We have two patients who came in here without the virus and they are now positive for Covid - they got it here.

A second doctor said he had become uncomfortable with the number people coming into the hospital daily.

“Come and see the queue into the hospital every morning. These people get screened when they come in, but meanwhile they stand on top of each other in the queue, no social distancing.

“We have two patients who came in here without the virus and they are now positive for Covid – they got it here.”

Sama’s solution was a dedicated Covid hospital, proposed by the Universal Healthcare Foundation, to pick up the spill-over from Gauteng hospitals.

The association had already earmarked the Gallagher Convention Centre in Midrand as the best choice for this hospital.

Sama sent a proposal to the Gauteng and national health departments to establish the Covid-19 Cecilia Makiwane-Gallagher Critical Care Hospital, and is awaiting a response to begin work on it.

The problem, Coetzee said, was that it would take four weeks to build and with the rate of infection the hospitals didn’t have the time.

According to the proposal information, sourced by the Universal Group Actuary and the Actuarial Society of SA, SA needs more than 7,000 additional critical beds, with a combination of oxygen, non-invasive ventilators and invasive ventilators.

And should SA follow European and US (New York) trends, we could have 10 patients fighting for every critical care bed in future.

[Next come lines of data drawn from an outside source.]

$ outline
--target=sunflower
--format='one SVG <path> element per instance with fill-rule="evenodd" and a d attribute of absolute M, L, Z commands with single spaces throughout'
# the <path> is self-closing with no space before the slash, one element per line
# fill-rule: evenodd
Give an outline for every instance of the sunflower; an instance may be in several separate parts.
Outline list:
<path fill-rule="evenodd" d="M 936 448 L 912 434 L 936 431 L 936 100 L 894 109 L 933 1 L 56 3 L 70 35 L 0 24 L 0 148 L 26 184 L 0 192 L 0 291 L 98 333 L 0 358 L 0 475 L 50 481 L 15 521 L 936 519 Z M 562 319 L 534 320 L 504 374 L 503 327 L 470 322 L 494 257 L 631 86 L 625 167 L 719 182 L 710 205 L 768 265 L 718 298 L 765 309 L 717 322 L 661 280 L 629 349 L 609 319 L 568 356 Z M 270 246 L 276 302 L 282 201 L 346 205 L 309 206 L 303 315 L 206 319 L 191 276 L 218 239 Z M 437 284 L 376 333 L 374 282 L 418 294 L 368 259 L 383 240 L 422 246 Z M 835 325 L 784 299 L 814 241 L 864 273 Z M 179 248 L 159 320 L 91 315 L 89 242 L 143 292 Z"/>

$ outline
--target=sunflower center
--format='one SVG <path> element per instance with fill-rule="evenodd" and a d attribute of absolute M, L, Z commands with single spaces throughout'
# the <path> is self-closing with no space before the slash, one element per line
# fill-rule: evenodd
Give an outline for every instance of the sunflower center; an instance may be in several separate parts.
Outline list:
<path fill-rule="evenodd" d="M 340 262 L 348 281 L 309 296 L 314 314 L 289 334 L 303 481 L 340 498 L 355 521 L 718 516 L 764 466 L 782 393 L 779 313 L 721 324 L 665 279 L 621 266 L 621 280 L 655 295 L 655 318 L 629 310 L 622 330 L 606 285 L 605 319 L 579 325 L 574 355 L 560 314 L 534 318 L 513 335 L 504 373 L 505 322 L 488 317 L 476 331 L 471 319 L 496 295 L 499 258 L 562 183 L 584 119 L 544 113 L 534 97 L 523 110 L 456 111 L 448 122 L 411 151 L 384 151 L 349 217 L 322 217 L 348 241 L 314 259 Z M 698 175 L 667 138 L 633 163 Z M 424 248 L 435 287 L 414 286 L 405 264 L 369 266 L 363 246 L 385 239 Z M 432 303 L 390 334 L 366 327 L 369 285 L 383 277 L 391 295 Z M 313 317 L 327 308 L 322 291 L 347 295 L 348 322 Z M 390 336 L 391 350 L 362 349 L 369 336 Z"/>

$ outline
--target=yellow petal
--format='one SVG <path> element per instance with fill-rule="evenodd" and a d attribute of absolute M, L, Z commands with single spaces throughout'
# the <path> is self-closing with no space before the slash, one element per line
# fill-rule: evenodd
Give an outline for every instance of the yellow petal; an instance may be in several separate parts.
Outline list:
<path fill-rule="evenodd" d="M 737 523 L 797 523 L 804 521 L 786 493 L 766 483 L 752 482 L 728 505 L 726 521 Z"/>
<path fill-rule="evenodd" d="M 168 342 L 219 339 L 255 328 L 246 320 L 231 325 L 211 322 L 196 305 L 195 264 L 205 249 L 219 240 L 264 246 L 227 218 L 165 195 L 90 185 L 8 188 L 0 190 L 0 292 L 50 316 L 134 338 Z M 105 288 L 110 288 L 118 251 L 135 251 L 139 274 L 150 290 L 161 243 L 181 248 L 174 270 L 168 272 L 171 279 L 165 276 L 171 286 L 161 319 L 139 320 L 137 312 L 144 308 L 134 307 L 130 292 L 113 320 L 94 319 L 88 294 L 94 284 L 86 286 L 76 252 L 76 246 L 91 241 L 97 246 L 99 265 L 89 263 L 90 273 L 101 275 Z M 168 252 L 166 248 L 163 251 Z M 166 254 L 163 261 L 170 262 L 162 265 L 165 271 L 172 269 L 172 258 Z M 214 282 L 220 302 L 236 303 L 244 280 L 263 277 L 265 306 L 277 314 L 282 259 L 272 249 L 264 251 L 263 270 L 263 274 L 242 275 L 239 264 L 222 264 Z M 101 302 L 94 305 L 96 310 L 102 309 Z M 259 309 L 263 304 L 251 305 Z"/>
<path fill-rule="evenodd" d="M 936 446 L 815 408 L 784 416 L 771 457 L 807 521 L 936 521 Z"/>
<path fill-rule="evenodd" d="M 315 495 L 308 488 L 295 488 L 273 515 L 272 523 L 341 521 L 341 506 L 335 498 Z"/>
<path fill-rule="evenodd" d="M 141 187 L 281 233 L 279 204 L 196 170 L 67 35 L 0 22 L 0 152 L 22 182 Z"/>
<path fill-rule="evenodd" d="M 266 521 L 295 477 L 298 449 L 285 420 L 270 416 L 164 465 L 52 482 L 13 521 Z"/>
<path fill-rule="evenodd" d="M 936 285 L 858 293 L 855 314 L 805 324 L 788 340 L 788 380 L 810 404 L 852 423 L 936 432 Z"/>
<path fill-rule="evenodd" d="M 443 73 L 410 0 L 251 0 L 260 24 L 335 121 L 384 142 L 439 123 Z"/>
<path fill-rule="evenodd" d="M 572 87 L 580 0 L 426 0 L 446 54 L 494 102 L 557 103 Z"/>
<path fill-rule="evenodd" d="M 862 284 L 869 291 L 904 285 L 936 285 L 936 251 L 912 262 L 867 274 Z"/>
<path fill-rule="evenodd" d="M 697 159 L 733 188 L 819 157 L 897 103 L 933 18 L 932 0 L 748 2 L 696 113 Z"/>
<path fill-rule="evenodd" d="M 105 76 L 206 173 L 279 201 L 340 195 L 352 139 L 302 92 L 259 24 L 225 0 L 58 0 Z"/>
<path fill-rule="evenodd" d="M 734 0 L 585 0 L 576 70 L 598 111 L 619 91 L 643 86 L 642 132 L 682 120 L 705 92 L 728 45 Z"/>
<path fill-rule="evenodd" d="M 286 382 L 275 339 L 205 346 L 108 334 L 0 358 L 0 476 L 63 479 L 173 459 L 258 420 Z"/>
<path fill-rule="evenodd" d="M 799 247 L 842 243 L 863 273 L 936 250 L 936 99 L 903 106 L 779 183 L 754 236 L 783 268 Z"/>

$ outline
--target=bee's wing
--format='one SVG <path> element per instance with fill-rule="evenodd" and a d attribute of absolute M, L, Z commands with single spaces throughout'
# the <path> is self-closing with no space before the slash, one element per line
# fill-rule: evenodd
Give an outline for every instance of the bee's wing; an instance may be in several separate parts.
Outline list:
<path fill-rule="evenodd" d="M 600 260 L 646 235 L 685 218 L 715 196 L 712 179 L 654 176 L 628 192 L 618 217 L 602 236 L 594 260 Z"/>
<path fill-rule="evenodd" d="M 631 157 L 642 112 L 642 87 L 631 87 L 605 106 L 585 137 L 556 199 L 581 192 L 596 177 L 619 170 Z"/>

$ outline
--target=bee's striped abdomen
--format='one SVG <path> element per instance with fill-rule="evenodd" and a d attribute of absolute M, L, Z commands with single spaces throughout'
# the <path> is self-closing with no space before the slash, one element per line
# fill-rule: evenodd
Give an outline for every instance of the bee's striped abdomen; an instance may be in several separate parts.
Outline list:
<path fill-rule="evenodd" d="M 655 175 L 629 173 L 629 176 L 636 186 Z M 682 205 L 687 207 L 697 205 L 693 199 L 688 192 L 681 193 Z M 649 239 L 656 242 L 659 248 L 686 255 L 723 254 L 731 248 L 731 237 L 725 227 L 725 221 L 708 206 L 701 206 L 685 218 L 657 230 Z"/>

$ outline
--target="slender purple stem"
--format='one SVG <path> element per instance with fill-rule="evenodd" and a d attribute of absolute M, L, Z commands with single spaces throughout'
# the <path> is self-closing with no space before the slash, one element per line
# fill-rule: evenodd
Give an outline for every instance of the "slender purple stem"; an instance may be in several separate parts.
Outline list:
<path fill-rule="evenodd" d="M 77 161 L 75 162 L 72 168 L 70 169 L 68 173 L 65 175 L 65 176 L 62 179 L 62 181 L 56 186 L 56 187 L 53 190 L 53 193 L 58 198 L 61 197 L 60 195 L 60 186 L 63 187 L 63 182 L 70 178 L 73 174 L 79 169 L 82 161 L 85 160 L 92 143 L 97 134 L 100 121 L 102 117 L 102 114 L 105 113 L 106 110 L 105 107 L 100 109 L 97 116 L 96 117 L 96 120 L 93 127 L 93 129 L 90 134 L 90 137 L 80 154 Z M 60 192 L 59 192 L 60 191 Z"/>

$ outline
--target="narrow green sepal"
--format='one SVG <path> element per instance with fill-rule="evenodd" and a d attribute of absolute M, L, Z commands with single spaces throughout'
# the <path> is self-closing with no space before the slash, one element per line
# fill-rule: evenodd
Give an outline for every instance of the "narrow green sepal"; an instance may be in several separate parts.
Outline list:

Said Coetzee: “We’ve had three and a half months to get this right, and we were busy celebrating low case numbers compared to the Western Cape while forgetting basic microbiology again: that Gauteng’s ‘flu season’ is two weeks or more later than the Western Cape’s.

“Gauteng still does not have a provincial dashboard of available ICU beds to have a picture of where capacity lies. I know it was discussed this past weekend and is to be implemented going forward, but if we claim we were planning and preparing, why didn’t we just set this up?”

• The national health department had not responded to questions at the time of publication.